September 5, 2019

StreamSets Eases Spark-ETL Pipeline Development

Alex Woodie

Apache Spark gives developers a powerful tool for creating data pipelines for ETL workflows, but the framework is complex and can be difficult to troubleshoot. StreamSets is aiming to simplify Spark pipeline development with Transformer, the latest addition to its DataOps platform. The company also unveiled the beta of a new cloud offering.

StreamSets, which is hosting its annual user conference this week in San Francisco, is making a name for itself in the big data world with its DataOps platform. The suite’s main focus is to simplify the task of creating and managing the myriad data pipelines that organizations are building to move data to where they need it, with all the requisite security, governance, and automation features that users demand.

The new Transformer software unveiled today sits in the Data Plane portion of Streamsets DataOps platform, which is where the data pipelines are created and managed. The other portion of DataOps is Control Plane, which is basically a configurable GUI management console.

After creating a new data pipeline in its drag-and-drop GUI, Transformer instantiates the pipeline as a native Spark job that can execute in batch, micro-batch, or streaming modes (or switch among them; there’s no difference for the developer).

With Transformer, StreamSets aims to ease the ETL burden, which is considerable. “Our initial goal is to ease the burden of common ETL sets-based patterns,” the company tells Datanami. “ETL and related activities have to be done to produce results in the downstream analytics, but often new technology like Apache Spark is not easily adopted across every organization.”

The StreamSets DataOps platform

The explosion of big data is changing the design patterns at organizations, StreamSets says. Gone are the days when the application design would dictate the type of data. It’s flipped around, and today organizations are looking to tailor their applications based on the available data. The whole DataOps platform – and Transformer specifically – simplify the creation of the pipelines that move data to the applications.

“Data pipelining is a necessary evil at any data-driven organization today, regardless of appetite,” StreamSets says. “The days where all insightful data lived within the walls of the EDW are far gone. Static connections to enterprise systems aren’t flexible enough to work with modern platforms.”

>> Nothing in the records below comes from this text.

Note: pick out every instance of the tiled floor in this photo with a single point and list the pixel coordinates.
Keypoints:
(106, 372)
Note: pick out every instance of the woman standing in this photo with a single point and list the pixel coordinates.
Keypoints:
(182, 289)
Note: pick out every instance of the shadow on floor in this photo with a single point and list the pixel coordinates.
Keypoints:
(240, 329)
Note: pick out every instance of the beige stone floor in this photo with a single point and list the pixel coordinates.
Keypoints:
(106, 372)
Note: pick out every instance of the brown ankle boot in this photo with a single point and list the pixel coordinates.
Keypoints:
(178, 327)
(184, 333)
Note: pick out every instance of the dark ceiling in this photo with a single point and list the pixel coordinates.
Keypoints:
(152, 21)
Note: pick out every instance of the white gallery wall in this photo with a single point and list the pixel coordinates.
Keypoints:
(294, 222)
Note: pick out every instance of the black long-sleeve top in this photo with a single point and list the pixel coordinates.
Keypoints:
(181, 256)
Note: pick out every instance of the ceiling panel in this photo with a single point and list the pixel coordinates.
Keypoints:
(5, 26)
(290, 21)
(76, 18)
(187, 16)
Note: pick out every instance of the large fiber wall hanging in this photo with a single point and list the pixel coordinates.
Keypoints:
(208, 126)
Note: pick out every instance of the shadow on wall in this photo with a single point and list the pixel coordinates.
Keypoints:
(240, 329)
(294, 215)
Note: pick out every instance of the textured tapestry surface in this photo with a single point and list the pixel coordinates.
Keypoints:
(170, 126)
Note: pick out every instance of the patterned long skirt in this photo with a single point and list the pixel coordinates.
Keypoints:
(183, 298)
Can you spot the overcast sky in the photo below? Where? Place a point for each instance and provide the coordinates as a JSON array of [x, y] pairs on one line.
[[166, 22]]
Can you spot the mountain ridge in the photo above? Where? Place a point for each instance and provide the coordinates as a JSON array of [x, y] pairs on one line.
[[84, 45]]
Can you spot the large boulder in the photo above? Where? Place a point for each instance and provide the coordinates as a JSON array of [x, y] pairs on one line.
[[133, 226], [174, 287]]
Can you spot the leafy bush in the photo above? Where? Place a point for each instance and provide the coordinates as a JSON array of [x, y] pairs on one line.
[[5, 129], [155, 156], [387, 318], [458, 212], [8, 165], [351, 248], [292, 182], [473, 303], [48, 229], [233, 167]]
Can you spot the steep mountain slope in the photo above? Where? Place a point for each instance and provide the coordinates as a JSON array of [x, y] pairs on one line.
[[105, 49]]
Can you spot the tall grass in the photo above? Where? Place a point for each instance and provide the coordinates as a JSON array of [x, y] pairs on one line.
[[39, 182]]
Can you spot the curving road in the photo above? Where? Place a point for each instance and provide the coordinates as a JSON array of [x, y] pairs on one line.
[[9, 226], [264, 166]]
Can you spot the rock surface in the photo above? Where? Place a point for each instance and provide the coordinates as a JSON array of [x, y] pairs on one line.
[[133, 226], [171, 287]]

The new offering will leverage the power of Spark without exposing users to some of the burdensome intricacies of the distributed, in-memory framework, including monitoring Spark jobs and error handling. “In essence, StreamSets Transformer brings the power of Apache Spark to businesses, while eliminating its complexity and guesswork,” said StreamSets CTO Arvind Prabhakar.

Transformer works with other components of StreamSets Data Plane offerings, including Data Collector, which offers over a hundred connectors for source and destinations data repositories. Data Collector Edge, Dataflow Sensors, and Dataflow Observers tackle IoT, data drift, and pipeline monitoring, respectively; the whole DataPlane suite runs on Kubernetes.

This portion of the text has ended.